A Tulsa motorist died in a rainstorm, last Tuesday, around sunset. The scenario seems so easy to happen to anyone. His vehicle hydroplaned and left the highway, and landed in a stormwater channel that was 15' - 20' ft. deep.
Tulsa citizens found his body and vehicle the next day, It was swept over a mile away.
Public safety officials emphasize that motorists should only drive at speeds that road conditions warrant. The problem for many drivers is that they are not aware of just how quickly the safe roads can become deadly.

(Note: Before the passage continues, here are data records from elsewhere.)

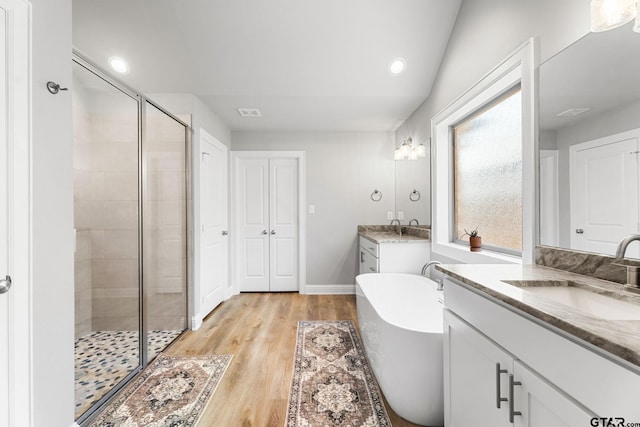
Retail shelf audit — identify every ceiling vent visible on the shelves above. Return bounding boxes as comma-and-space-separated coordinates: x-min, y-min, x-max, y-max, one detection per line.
556, 108, 591, 117
238, 108, 262, 117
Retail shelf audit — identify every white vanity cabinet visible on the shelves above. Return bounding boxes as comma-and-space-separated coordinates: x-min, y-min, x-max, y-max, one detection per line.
444, 310, 595, 427
359, 236, 431, 274
443, 278, 640, 427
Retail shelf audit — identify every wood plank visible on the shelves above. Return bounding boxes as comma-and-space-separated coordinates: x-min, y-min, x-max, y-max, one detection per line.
166, 293, 422, 427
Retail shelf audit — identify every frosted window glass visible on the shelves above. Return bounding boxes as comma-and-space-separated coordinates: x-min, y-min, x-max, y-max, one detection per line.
453, 88, 522, 253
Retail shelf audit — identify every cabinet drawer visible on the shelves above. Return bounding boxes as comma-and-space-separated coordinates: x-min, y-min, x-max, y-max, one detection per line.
360, 236, 379, 257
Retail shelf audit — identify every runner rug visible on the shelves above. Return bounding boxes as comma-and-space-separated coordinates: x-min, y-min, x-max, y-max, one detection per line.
89, 353, 232, 427
285, 320, 391, 427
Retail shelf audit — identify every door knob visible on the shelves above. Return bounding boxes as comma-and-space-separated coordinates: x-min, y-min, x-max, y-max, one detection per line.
0, 275, 11, 294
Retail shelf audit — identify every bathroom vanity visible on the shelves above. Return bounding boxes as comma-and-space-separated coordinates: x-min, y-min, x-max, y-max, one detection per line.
436, 264, 640, 427
358, 226, 431, 274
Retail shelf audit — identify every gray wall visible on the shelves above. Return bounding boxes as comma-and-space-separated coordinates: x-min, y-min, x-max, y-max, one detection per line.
396, 0, 589, 261
31, 0, 74, 427
232, 132, 395, 285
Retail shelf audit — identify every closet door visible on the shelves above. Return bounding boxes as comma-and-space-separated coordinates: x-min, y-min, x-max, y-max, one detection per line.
235, 158, 270, 292
269, 158, 298, 292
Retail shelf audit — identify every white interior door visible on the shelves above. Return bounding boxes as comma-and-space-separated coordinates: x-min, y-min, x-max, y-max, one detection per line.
234, 158, 270, 292
200, 129, 229, 318
0, 5, 12, 426
0, 0, 33, 427
269, 158, 298, 292
571, 130, 640, 258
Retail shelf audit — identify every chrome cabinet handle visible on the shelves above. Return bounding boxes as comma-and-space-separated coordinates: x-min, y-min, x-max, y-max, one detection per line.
496, 363, 509, 409
0, 275, 11, 294
509, 374, 522, 423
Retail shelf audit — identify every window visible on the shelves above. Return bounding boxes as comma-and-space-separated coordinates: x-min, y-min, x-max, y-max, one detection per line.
452, 85, 522, 255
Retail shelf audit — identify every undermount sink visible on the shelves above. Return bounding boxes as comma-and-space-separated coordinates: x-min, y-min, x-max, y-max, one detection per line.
503, 280, 640, 320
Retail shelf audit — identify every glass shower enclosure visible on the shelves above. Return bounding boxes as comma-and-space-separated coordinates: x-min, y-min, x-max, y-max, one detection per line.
71, 54, 190, 424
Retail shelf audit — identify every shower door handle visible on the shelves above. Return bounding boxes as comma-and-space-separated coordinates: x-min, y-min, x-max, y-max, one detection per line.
0, 275, 11, 294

It appears that Hwy 51 (Broken Arrow Expressway) no longer has the drainage it used to have. When the Highway dept. added a 3rd & 4th lane where there used to be a center median ditch.
Because of shortcuts like ignoring stormwater runoff capacity, motorists should always reduce speeds in times of precipitation, but especially when driving toward the bottom of slopes in the roads.
Hwy dept engineers should also reassess their decisions about guard rails and cables. This creek was not visible to east-bound motorists and has no guard rails or even a sign marker.
Mingo Flood Vulnerabilities
My wife & I narrowly avoided disaster in the 1984 flood. We were visiting friends at their 31st & Mingo area home, and stayed late, waiting for the heavy rains to stop. We left around midnight & stalled out our car under the 31st & Yale overpass, in 10 inches of water. Fortunately we got the car out and made it home. The next day that underpass had a high water mark of 74" above the pavement.
History of Mingo Creek
Eastern Tulsa is part of the Verdigris River watershed, but the land is very flat and drainage happens slowly, as result.
In 1984, at least 10 Tulsans died in a Memorial Weekend flash flood. As a result, Tulsans have spent billions in the past 35 years on stormwater management. But Oklahoma Highway Dept. engineers decided to fill in the center ditch along Hwy 51, to allow more traffic capacity, without having to purchase more right-of-way from landowners.
A blogger known as "Tulsa Gal" wrote a detailed story of the 1984 flood which killed at least 10 Tulsans. The photos show just how dangerous the Mingo Valley stormwater matter can be.
Now the Tulsa Police dept details what's known about the death of a 55 year old Tulsan, when his vehicle went off the hwy. on Tuesday night, in the most flood-prone area of the expressway.